Conservative leadership election: what happened last time?

The Conservative Party is preparing for its second leadership election in three years.

While Boris Johnson is currently bookies favourite to take the top job, last time he did not even make it on to the ballot paper.

Here’s what happened in the 2016 vote that ushered Theresa May in to Downing Street.

When and why?

The last Tory leadership race was announced on June 24 2016 after David Cameron resigned following the EU referendum result.

He said the party would have a new prime minister in place by the time of the next Conservative conference in October, but Theresa May became leader just two weeks later on July 13.

Who ran?

By the time nominations closed on June 30, five Tory MPs had put their names forward in the race for Number 10: Theresa May, Andrea Leadsom, Michael Gove, Liam Fox, and Stephen Crabb.

Why not Boris?

Despite being one of the favourites, former London Mayor Boris Johnson did not eventually throw his own hat in the ring.

In a bombshell announcement hours before the nominations closed, Michael Gove, who had been expected to back Mr Johnson, announced his own intention to stand.

At the same time Mr Gove somewhat stabbed his old friend in the back by claiming Mr Johnson “cannot provide the leadership or build the team for the task ahead”.

EU referendum
EU referendum

Mr Johnson held a press conference later that morning and said the next PM should “seize this chance and make this our moment to stand tall in the world” but “that person cannot be me”.

Who made it to the second round of voting?

Theresa May, Andrea Leadsom and Micheal Gove all made it through the first vote.

Liam Fox was eliminated after receiving just 2% of Conservative MPs’ support.

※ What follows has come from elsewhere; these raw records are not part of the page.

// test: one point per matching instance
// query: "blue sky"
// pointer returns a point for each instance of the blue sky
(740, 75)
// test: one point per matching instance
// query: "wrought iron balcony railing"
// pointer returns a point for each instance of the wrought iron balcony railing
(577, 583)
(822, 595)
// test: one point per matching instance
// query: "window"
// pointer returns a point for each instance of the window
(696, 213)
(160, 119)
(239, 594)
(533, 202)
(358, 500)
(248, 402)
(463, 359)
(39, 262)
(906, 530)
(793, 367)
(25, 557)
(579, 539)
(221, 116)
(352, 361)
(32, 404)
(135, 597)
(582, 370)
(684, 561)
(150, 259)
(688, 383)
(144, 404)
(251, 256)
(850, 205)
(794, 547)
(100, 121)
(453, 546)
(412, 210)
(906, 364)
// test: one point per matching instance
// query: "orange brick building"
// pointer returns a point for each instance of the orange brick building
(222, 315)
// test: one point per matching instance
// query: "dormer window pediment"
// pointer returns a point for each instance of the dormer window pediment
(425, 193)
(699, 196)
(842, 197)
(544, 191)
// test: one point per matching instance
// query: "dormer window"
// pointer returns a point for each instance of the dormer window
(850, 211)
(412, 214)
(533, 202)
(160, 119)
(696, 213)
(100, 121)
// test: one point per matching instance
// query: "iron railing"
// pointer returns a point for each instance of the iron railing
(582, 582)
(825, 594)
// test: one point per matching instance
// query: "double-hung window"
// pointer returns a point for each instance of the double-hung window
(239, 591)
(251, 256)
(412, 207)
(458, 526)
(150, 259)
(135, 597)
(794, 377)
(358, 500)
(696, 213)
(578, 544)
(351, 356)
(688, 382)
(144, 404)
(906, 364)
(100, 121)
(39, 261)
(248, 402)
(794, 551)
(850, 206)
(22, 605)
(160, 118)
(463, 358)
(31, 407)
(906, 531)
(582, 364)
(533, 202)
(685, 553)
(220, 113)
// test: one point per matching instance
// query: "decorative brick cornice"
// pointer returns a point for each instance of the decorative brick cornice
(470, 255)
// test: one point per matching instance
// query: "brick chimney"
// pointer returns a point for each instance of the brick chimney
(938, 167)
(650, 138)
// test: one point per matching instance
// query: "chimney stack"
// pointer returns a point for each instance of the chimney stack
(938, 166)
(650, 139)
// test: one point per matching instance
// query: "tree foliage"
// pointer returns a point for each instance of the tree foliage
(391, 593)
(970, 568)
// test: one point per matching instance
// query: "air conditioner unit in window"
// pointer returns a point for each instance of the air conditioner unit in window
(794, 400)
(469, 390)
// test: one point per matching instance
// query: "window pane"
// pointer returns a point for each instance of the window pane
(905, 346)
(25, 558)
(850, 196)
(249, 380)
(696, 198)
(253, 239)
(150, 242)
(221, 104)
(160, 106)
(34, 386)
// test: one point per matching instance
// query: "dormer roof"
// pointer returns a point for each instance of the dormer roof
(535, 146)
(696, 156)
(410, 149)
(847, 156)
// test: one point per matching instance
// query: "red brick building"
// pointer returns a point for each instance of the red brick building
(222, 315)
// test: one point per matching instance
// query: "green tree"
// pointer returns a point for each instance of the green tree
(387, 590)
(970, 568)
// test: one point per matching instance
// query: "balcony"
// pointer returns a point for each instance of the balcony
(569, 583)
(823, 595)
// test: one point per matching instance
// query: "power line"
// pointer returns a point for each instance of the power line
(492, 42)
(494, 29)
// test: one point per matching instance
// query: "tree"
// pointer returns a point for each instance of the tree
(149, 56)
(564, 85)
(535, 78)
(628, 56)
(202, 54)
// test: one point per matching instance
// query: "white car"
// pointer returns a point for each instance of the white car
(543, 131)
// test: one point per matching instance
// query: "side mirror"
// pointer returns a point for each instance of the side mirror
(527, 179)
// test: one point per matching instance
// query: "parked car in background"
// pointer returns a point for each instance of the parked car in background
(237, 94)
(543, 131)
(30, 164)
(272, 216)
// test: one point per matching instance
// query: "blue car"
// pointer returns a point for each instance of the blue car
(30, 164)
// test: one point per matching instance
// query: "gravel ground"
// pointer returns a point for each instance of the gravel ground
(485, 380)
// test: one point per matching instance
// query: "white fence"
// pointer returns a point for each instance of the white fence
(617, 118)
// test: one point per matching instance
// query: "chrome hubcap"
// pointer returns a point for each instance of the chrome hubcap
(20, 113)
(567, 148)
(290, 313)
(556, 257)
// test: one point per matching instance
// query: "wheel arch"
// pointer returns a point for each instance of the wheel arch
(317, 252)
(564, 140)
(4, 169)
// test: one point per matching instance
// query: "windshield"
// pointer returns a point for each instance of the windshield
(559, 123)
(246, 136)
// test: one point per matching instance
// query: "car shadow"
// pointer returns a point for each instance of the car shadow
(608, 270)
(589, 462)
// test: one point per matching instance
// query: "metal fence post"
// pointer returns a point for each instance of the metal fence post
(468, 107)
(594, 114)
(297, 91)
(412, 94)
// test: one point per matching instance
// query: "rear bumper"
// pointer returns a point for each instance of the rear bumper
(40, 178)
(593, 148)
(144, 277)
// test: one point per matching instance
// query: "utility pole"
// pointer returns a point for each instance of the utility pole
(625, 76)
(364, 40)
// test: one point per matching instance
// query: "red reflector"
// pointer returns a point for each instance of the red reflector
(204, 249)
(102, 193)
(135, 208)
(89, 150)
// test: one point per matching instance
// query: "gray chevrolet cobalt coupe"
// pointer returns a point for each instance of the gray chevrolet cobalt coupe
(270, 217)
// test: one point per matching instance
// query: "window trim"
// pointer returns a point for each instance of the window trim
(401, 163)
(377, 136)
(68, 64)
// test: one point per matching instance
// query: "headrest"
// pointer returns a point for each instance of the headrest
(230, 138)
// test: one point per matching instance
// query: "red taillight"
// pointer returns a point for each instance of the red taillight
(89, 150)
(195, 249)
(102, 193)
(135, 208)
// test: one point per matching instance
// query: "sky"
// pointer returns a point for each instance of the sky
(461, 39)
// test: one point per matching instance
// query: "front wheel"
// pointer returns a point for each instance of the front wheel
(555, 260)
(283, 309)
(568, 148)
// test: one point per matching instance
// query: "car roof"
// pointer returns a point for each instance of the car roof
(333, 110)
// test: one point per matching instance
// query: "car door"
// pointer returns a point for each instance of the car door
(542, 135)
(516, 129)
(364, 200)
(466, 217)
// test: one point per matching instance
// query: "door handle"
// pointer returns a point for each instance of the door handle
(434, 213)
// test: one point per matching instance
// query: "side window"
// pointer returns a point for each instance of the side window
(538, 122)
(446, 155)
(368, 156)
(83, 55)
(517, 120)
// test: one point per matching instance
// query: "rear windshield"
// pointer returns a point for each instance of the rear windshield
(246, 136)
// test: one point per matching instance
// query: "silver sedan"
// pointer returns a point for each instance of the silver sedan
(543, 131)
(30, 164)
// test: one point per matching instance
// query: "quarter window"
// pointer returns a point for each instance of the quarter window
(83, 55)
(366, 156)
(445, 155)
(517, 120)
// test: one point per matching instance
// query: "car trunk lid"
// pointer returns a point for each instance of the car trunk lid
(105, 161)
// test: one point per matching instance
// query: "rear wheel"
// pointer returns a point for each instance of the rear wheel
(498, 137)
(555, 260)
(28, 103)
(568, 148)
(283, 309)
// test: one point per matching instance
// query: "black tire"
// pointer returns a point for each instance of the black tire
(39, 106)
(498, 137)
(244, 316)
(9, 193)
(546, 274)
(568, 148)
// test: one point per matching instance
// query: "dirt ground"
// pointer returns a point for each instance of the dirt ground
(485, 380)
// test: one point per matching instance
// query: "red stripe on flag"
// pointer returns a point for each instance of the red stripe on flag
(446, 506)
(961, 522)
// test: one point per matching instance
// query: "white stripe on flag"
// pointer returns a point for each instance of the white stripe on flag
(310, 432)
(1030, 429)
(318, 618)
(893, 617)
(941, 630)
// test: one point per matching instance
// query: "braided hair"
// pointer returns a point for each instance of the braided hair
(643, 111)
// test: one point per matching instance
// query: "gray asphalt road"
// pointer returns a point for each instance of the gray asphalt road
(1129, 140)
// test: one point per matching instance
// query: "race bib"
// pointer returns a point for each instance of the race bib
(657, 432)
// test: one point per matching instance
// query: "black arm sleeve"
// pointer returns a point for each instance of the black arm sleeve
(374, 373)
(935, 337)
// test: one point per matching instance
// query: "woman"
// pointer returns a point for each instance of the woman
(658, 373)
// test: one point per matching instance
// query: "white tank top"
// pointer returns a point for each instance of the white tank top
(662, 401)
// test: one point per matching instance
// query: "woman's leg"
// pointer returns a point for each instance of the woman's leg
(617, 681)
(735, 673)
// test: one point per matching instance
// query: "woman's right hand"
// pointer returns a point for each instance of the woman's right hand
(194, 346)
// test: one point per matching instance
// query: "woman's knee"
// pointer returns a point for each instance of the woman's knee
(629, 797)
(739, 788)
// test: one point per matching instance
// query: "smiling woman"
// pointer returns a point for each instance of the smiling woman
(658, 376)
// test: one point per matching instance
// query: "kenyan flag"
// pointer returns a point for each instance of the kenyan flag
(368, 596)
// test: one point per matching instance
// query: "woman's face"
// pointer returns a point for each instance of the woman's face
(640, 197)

Stephen Crabb dropped out at the same time and threw his support behind Theresa May.

What happened to Andrea Leadsom?

Andrea Leadsom was thrust from obscure junior minister to household name during the election process.

She found herself at the centre of the media attention after her campaign team marched through Westminster ahead of the second vote and in front of TV cameras, chanting “What do we want? Leadsom for leader. When do we want it? Now.”

However, later that day, she was forced to defend her record after she faced questions about the accuracy of her CV and 25-year career in the city.

But, despite making it through both rounds of voting, the Tory membership never got the chance to vote for her, as she dropped out, leaving Theresa May as the last woman standing.

This was the moment Andrea Leadsom stepped out of the Tory leadership race – handing Theresa May the keys to No. 10

— Press Association (@PA) July 11, 2016

Mrs May becomes PM

Theresa May walked into Downing Street on July 13, and has now had more than 1,000 days as Prime Minister.

Prime ministers with the shortest time in office since 1900
Prime ministers with the shortest time in office since 1900

She is currently the fifth shortest-serving PM since 1900, but is days away from outlasting Gordon Brown in office, a milestone she will reach on May 29.

And if she clings on until June 27, she will also beat Neville Chamberlain’s tenure.